COLUMBIA — Alternative rock band Guster will visit Columbia on Wednesday for a concert and question and answer session to explain how touring musicians can reduce their environmental impact.
The MU Office of Sustainability and the MU College Music Committee are co-sponsoring the event.
The Q & A session: 3 p.m. Wednesday in 204 Neff Hall. Free and open to the public.
The concert: 8 p.m. Wednesday in Jesse Auditorium.
Tickets: $18 for students; $24 for the public. Tickets can be purchased at the Missouri Students Association/Graduate Professional Council box office at the student center, online at the Guster website or at the door at Jesse Auditorium's box office.

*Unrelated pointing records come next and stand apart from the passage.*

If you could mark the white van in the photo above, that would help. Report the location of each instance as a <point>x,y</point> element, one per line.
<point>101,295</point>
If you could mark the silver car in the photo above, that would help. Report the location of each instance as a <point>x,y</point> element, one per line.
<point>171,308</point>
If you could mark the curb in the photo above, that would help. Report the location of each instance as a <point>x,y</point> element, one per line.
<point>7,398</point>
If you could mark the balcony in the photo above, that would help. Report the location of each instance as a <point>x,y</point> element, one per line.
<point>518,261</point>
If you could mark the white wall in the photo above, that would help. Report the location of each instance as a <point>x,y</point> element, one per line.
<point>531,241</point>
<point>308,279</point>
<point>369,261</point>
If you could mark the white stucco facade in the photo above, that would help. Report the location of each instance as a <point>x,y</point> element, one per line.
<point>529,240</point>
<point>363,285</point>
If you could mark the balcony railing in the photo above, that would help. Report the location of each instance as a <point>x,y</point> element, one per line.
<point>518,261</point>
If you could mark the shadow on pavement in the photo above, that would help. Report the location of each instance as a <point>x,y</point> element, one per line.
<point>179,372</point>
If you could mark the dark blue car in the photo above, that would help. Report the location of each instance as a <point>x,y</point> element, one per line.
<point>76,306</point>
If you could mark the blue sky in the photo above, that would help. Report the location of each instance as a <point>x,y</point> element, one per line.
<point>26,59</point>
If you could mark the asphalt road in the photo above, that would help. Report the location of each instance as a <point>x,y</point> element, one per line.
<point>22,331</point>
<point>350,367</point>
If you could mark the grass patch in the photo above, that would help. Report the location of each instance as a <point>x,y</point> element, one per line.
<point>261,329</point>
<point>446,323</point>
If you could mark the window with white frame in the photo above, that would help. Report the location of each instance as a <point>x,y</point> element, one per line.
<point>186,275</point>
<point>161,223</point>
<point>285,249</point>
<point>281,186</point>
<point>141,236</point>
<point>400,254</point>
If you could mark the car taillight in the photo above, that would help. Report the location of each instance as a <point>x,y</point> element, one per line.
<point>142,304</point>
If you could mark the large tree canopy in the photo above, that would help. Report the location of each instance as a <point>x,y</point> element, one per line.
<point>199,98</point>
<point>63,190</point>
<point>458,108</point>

Karlan Seville, spokeswoman for Campus Facilities, pushed for a public question and answer session because of the unique nature of Reverb, the nonprofit organization founded by Adam Gardner, 38, a guitarist and vocalist for Guster, and his wife, Lauren Sullivan.
Reverb seeks to lower the amount of carbon emissions and waste that are often associated with music tours in a process called “greening.”
Reverb has worked with more than 100 bands to make their tours more environmentally friendly, including Dave Matthews Band, Sheryl Crow and Coldplay.
The greening efforts include:
- Using vehicles that can run on biodiesel, a vegetable oil-based diesel fuel.
- Eating only local, preferably organic, food while on tour.
- Using reusable water bottles, dishes and silverware.
- Links to an online carpool service on the band’s website for concert-goers.
Unfortunately, the non-tour status of this stop means the band will not travel in the usual biodiesel vehicles and will instead be flying in from the East Coast.
Gardner said the band loves coming to Columbia.
“Columbia is an oasis in the middle of a no-touring period,” he said.
There’s no official reason for the band’s four members to gather in Columbia, Gardner said. But the band’s drummer, Brian Rosenworcel, has family in the area, and the band has played at The Blue Note during Summerfest in the past.
Gardner said they always make a visit to Perche Creek a priority when they find themselves in the Midwest.
Airplane flights are not environmentally friendly, Gardner admitted, and Reverb will calculate the amount of carbon emissions this trip will produce. By paying a company called Native Energy to fund activities such as wind farms, the band will “offset” the carbon footprint of the trip to Columbia.
Kellie Donahoe, chair of the College Music Committee, said efforts are being made by the sponsors to ensure that Guster's other green requirements are met.
The sustainability office has supplied the band with menus from local restaurants and grocery stores that use local farmers. Five-gallon water containers are available backstage and onstage for the band to cut down on disposable water bottle use. Biodegradable coffee cups, reusable silverware and dishes and recycling bins will also be made available to the band.